Sinds april 2012 trekken kuddes schapen door Nieuwegein met schaapsherder John Sterrenburg. Samen met zijn honden laat hij de Veluwse Heideschapen grazen op steeds meer plekken in de stad. Maar wat zijn het voor schapen en waarom vindt de gemeente Nieuwegein het zo belangrijk om dit te doen. Tijd voor wat achtergrond informatie zo in de vakantie en hier een een video.
De gemeente eerder tegenover onze redactie: ‘De gemeente eerder tegen onze redactie: ‘Het beheren van grote grasgebieden door een schaapskudde heeft vele voordelen. Zo hoeft het maaisel niet te worden afgevoerd door machines en zorgt het voor een toename van de planten- en insectensoorten. Bovendien heeft de schaapskudde een educatieve functie. De schapen ‘maaien’ het gras en zorgen zo voor een verrijking van de natuur in de stad en voor extra natuurbeleving door de inwoners.’ De kudde schapen graast onder meer in Galecop, Batau, Blokhoeve, Vreeswijk, Fort Jutphaas, Lekboulevard, Het Klooster… ach, eigenlijk bijna overal in Nieuwegein.’
Het Veluws Heideschaap
Het Veluws Heideschaap is een groot, lang en hoogbenig schaap. De ooi werpt gemiddeld 1 lam per jaar. De kleur is cremeachtig wit. De kop is gebogen en tot achter de oren onbewold. Het ras is heeft geen horens. Kenmerkend is de zijdeglanzend behaarde ramsneus. De vacht is wit, langharig, afhangend en draderig, zonder krulletjes en vrij grof. Op kop en poten komen soms voskleurige vlekjes voor. De staart is lang en bewold.
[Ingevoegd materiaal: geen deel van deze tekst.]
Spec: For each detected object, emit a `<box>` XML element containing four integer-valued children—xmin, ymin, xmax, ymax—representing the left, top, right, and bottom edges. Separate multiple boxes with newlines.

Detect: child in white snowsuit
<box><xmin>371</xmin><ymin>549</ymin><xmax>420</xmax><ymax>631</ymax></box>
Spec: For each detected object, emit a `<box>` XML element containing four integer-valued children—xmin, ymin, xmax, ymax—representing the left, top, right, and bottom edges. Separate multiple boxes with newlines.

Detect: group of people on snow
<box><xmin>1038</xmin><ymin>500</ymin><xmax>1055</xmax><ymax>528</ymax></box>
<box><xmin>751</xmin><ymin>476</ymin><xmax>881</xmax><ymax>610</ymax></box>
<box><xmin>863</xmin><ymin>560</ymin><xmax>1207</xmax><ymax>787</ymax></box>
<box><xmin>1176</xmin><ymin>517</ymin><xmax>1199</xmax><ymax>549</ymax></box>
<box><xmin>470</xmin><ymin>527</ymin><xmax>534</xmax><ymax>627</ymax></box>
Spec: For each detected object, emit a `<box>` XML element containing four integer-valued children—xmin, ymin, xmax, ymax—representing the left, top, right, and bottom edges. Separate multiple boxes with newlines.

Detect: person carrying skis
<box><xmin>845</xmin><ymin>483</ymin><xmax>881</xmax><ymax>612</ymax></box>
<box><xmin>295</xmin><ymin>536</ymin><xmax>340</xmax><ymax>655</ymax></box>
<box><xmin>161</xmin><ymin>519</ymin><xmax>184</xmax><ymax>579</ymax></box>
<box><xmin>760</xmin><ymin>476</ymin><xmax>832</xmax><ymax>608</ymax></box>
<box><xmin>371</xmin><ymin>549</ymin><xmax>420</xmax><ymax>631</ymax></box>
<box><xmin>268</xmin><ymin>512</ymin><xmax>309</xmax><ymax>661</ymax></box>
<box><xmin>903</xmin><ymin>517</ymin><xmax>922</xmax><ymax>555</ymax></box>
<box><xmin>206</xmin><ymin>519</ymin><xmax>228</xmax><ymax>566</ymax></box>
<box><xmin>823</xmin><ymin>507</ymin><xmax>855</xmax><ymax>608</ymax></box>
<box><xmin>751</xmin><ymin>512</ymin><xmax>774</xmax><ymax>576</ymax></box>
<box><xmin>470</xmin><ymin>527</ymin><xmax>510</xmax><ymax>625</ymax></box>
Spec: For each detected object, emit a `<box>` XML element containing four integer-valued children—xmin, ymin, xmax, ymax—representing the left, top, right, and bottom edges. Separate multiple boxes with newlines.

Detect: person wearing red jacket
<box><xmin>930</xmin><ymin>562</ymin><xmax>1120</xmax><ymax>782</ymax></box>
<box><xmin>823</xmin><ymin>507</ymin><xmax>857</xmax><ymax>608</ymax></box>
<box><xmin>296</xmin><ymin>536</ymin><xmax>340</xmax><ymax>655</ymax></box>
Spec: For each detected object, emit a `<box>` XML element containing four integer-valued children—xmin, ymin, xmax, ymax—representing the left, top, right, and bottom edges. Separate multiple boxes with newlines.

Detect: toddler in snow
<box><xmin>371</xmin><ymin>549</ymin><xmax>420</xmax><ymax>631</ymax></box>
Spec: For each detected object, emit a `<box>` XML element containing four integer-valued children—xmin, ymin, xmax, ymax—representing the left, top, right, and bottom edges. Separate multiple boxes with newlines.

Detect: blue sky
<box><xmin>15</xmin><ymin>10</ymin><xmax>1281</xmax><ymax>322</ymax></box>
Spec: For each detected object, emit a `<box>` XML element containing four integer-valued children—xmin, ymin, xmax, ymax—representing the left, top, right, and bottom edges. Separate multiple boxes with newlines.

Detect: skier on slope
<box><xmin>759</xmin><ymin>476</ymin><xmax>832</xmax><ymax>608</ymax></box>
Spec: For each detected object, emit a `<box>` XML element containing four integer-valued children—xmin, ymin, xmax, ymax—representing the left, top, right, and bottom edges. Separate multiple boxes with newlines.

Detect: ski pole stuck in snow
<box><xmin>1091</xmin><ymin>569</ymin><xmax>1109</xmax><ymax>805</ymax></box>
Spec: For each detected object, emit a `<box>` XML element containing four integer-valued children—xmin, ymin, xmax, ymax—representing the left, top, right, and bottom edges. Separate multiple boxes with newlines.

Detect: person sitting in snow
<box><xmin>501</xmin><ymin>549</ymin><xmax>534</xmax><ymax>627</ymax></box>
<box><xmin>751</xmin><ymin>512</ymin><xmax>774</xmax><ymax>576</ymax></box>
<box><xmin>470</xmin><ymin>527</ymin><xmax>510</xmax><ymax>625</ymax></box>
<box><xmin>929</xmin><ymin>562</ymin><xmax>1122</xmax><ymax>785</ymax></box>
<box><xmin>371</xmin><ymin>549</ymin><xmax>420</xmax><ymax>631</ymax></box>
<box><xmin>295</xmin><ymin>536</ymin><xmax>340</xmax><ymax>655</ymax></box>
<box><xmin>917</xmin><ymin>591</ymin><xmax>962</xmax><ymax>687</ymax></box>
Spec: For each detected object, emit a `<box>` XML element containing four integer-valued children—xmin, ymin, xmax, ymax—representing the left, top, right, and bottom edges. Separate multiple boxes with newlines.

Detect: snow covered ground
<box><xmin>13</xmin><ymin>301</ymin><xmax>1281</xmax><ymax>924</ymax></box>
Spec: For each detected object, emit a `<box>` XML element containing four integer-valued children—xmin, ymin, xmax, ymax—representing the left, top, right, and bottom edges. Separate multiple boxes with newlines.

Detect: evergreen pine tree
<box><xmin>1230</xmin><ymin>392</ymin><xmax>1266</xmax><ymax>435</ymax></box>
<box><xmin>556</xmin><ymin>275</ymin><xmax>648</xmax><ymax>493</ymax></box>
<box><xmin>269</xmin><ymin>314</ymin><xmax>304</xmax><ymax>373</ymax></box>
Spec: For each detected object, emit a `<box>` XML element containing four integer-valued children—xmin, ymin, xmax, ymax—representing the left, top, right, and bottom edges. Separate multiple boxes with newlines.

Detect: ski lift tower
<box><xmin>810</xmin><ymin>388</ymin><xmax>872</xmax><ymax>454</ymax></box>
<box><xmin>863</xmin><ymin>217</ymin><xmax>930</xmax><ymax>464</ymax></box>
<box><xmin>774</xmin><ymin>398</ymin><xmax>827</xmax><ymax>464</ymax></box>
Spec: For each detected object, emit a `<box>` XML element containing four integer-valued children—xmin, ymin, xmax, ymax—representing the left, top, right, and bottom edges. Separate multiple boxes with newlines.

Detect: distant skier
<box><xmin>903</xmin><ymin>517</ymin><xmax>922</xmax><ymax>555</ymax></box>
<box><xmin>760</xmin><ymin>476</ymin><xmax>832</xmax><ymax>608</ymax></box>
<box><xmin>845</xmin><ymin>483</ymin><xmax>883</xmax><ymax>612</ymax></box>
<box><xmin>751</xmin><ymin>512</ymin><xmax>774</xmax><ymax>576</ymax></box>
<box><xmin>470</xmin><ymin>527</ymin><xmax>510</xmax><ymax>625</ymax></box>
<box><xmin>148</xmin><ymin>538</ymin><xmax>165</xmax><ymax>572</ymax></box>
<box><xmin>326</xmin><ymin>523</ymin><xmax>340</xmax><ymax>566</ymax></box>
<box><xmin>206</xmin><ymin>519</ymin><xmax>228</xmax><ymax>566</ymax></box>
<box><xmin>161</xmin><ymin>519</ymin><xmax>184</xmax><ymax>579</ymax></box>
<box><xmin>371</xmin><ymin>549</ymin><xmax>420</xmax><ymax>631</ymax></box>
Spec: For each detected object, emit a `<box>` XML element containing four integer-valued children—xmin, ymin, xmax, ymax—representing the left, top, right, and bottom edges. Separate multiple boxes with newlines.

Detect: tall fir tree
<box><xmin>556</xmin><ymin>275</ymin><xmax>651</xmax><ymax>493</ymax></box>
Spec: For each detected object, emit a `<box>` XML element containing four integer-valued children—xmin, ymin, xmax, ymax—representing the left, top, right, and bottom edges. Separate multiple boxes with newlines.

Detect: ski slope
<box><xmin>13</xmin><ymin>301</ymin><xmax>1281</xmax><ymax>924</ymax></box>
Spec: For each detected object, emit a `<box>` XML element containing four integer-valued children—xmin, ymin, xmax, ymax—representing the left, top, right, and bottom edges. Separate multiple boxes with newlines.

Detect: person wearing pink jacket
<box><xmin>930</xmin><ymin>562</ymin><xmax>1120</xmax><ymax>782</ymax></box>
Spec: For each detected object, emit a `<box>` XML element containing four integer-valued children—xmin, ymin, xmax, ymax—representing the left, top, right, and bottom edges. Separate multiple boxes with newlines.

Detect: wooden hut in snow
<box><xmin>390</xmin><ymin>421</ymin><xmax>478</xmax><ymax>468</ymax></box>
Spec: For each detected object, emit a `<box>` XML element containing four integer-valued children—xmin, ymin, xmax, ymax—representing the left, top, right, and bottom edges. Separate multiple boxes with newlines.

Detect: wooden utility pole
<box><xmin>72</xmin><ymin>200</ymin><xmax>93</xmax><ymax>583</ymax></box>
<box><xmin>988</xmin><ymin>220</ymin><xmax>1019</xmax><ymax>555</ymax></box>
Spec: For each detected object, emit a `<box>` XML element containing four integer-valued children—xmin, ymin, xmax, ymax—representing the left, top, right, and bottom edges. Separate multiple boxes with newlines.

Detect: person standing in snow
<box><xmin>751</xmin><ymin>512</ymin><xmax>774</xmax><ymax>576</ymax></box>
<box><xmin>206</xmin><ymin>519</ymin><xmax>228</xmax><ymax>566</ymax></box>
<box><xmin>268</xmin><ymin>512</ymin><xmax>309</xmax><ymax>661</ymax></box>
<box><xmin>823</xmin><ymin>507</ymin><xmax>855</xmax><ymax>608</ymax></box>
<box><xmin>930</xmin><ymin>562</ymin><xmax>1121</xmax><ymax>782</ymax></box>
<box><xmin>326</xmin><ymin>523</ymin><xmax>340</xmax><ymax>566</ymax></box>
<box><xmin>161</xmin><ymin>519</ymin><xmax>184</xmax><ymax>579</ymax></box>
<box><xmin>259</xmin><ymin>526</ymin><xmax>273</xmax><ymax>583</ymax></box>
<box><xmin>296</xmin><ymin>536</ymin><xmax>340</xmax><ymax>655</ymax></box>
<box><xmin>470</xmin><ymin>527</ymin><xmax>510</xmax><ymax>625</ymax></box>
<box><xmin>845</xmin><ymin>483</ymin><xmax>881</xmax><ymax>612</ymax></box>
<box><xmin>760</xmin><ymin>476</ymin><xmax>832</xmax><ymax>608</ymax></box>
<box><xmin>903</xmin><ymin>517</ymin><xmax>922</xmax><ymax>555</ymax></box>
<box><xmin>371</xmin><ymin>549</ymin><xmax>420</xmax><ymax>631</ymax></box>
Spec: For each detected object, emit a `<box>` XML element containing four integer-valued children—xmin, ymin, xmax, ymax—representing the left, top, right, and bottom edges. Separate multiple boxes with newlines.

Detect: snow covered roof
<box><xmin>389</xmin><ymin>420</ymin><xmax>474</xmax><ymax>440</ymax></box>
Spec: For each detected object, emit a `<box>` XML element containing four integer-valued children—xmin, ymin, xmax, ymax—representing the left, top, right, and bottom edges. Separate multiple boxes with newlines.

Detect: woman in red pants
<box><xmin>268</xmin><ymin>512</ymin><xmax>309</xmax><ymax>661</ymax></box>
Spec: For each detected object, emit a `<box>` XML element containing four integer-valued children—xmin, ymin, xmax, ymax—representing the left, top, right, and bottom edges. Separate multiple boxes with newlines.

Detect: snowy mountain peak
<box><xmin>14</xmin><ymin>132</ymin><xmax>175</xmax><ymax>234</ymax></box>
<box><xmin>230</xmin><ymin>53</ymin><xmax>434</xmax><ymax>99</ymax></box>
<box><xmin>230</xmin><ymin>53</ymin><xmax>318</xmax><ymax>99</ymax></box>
Herder John Sterrenburg: ‘Het Veluws Heideschaap behoort samen met het Kempisch en Drents Heideschaap en de Schoonebeeker tot de groep van Heideschapen en is het meest verwant aan het Kempisch schaap. In de 19e eeuw trokken grote kudden heideschapen door uitgestrekte ruige terreinen met als doel: mestproductie. De schapen vraten overdag van de vegetatie en deponeerden ’s nachts hun mest in de stal, vanwaar ze gemengd met heideplaggen over de schrale akkers werd verspreid. Met de komst van kunstmest werden heide-schapen overbodig en zijn ze geleidelijk aan met uitsterven bedreigd.’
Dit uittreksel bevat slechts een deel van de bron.